While the ice complex would take up a small percentage of the park's more than 2,100 acres, residents said the change would be felt throughout the entire space.
"I think the worst part of putting a multi-story building there it's really flat," said Becky Yeater, of Maryland Heights. "It's going to be visible from pretty much everything."
The St. Louis Economic Development Partnership and the St. Louis Legacy Ice Foundation are behind the proposed ice recreation facility, which could cost more than $50 million and would serve as the new practice space for the St. Louis Blues.

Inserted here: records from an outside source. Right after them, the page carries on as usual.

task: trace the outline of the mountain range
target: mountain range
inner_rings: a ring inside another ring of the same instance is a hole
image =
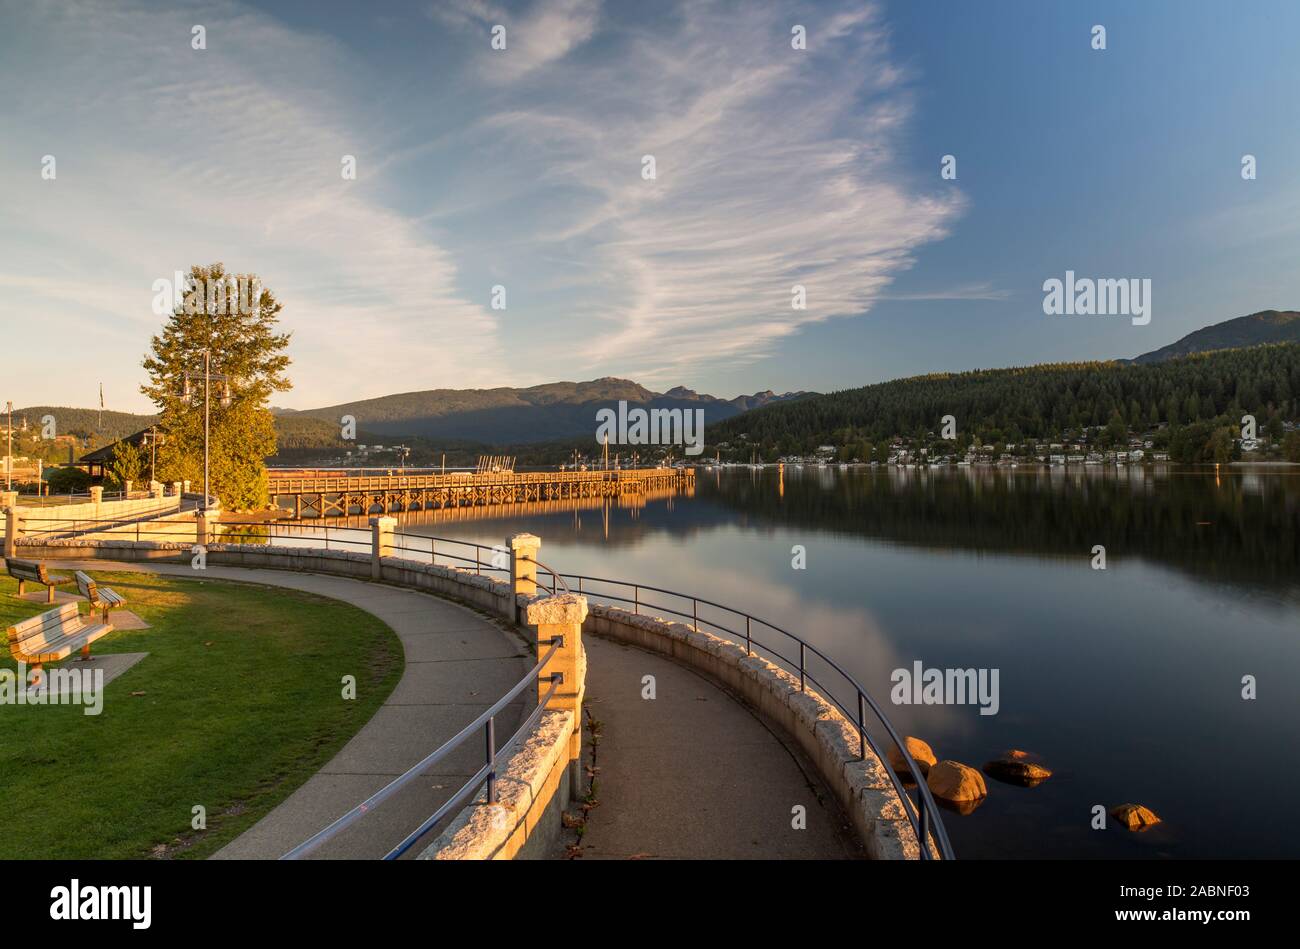
[[[1118,362],[1150,363],[1216,349],[1240,349],[1263,343],[1300,343],[1300,312],[1261,310],[1188,333],[1176,343]]]
[[[351,415],[359,430],[378,435],[524,445],[589,436],[596,430],[597,409],[616,408],[620,401],[647,409],[702,409],[708,425],[810,394],[777,395],[769,390],[720,399],[684,386],[654,392],[629,379],[606,376],[524,389],[428,389],[298,412],[274,411],[281,417],[317,418],[334,425]]]
[[[1238,349],[1264,343],[1300,342],[1300,311],[1263,310],[1215,323],[1177,342],[1119,364],[1145,365],[1192,353]],[[356,419],[358,440],[364,436],[400,436],[428,442],[478,445],[529,445],[588,438],[595,431],[596,410],[620,400],[630,407],[703,409],[708,425],[742,412],[816,396],[814,392],[771,390],[721,399],[676,386],[655,392],[628,379],[606,376],[587,382],[552,382],[527,388],[427,389],[380,396],[315,409],[272,408],[281,447],[310,448],[338,443],[339,419]],[[156,417],[94,409],[32,406],[15,409],[15,422],[26,415],[38,424],[45,414],[58,418],[60,432],[120,438],[146,428]]]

"I don't think that [the ice center] will dramatically alter [the park] at all. I think it's a real enhancement to the park," said Sheila Sweeney, chief executive officer of the St. Louis Economic Development Partnership.
Sweeney added that Great Rivers Greenway is adding a trail to the park and work is being done to improve storm water drainage. A draft environmental assessment of the proposed facility was released in June.
The county recently began grading the site, which drew criticism from local environmentalists who say that grading shouldn't be allowed until the site has been approved for development. The National Park Service has to approve the St. Louis County's request to build the ice complex, since the agency's Land and Water Conservation Fund restricts use of Creve Coeur Lake Park to conservation and public recreation.
Charvonne Long, who grew up playing in Creve Coeur Lake Park, said she would be disappointed to see the project built in an area that she hopes to someday bring her children.
"Putting an ice rink where it doesn't make any sense, you're pushing families out and you're making them venture out further to experience something so natural and something so beautiful," she said.